Commentare online incitando alla violenza, con messaggi di natura discriminatoria, sessista o razzista, in alcuni casi è un vero e proprio reato, quindi perseguibile dall’ordinamento.

Dunque, chi ha la cattiva abitudine di esprimere commenti di odio contro donne, minoranze etniche o linguistiche, migranti, carabinieri, su Facebook, Twitter o Instagram, deve stare ben attento: oltre alle sanzioni economiche, infatti, può esserci anche la reclusione quando il messaggio è particolarmente duro e la sua diffusione è tale da incitare concretamente all’odio una molteplicità di utenti.

Già da tempo, la giurisprudenza ha sancito che insultare qualcuno su Facebook integra il reato di diffamazione, tuttavia, le ipotesi in cui si può parlare di un vero e proprio reato sono molteplici. In questo articolo faremo il quadro della situazione su quando e come i commenti discriminatori o violenti in rete hanno conseguenze penali.

Commenti e post violenti e discriminatori online: quando è rato?

Commentare in modo violento, con post a sfondo sessista o razziale su Facebook, per esempio, ed anche su tutti gli altri Social Network, non equivale semplicemente ad esprimere un parere su una questione, ma, in alcuni casi, è un reato a tutti gli effetti, con le conseguenti ripercussioni penali.

Si tratta di una misura necessaria a placare gli innumerevoli post contro le Forze dell’Ordine, i migranti, i giornalisti, le donne, e qualunque categoria ritenuta “debole”.

Precisamente, chi divulga su Internet messaggi d’odio, per qualsivoglia motivo, viola legge n. 205 del 1993, la c.d Legge Mancino che sanziona e condanna gesti, azioni e slogan legati all’ideologia nazista o fascista, di incitazione alla violenza e alla discriminazione per ragioni razziali, etnici, religiosi, ecc. Per analogia, questa legge viene applicata anche ai commenti e ai post online.

Cosa si rischia?

Ora che abbiamo chiarito che diffondere slogan e messaggi violenti online è un reato esattamente come farlo nella vita reale, passiamo alle conseguenze penali.

Se i commenti riguardano idee di natura razziale e diffondo l’odio verso determinate categorie etniche, si rischia fino a 3 anni di reclusione. Se, invece, i commenti o i post invitano a commettere azioni violente contro le categorie “deboli” (minoranze linguistiche, etniche, persone affette da handicap) la pena è la reclusione da 6 mesi a 4 anni.

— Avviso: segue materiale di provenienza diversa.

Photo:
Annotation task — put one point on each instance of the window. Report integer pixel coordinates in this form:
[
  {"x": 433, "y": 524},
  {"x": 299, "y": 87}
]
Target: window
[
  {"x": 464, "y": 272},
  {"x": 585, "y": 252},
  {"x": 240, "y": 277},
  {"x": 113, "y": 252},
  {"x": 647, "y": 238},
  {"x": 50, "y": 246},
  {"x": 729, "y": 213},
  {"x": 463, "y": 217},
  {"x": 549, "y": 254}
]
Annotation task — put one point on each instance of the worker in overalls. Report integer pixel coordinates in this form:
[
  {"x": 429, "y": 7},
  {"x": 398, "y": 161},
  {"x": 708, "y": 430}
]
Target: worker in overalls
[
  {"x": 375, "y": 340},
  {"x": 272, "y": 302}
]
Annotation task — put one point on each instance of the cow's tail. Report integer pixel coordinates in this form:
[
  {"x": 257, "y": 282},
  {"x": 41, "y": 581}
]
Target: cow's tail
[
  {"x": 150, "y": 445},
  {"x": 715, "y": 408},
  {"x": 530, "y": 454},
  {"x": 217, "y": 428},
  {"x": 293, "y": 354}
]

Alla base del divieto e della pena, che per alcuni potrebbe sembrare eccessiva, c’è il fatto che quando si scrive su Internet non si può mai prevedere la diffusione dei post o dei commenti, questi potrebbero essere ignorati oppure potrebbero avere una diffusione enorme, convincendo altre persone a commettere azioni violente e diffondendo l’odio razziale, condotte che l’ordinamento deve combattere su ogni fronte.

Commenti e post violenti: le ulteriori conseguenze

Oltre alle conseguenze penali, ovvero alla reclusione, dai commenti o dai post violenti, razzisti o sessisti online, potrebbero derivare anche ulteriori conseguenze.

Le c.d. pene accessorie variano in base alla gravità del fatto e dal tipo di violazione commessa: tanto per fare degli esempi, il giudice può stabilire lavori di pubblica utilità, divieto di propaganda politica, restrizioni personali come il divieto di frequentare determinati ambienti, ritiro della patente di guida e altri ancora.

Ricordiamo che, sia per le conseguenze strettamente penali che per quelle accessorie, occorre che i commenti o i post incriminati non siano semplicemente violenti, ma che vi sia il pericolo concreto della loro diffusione incontrollata; insomma, detto in altre parole, che i commenti siano idonei in concreto a diffondere le idee di odio, come se si trattasse di una “propaganda”.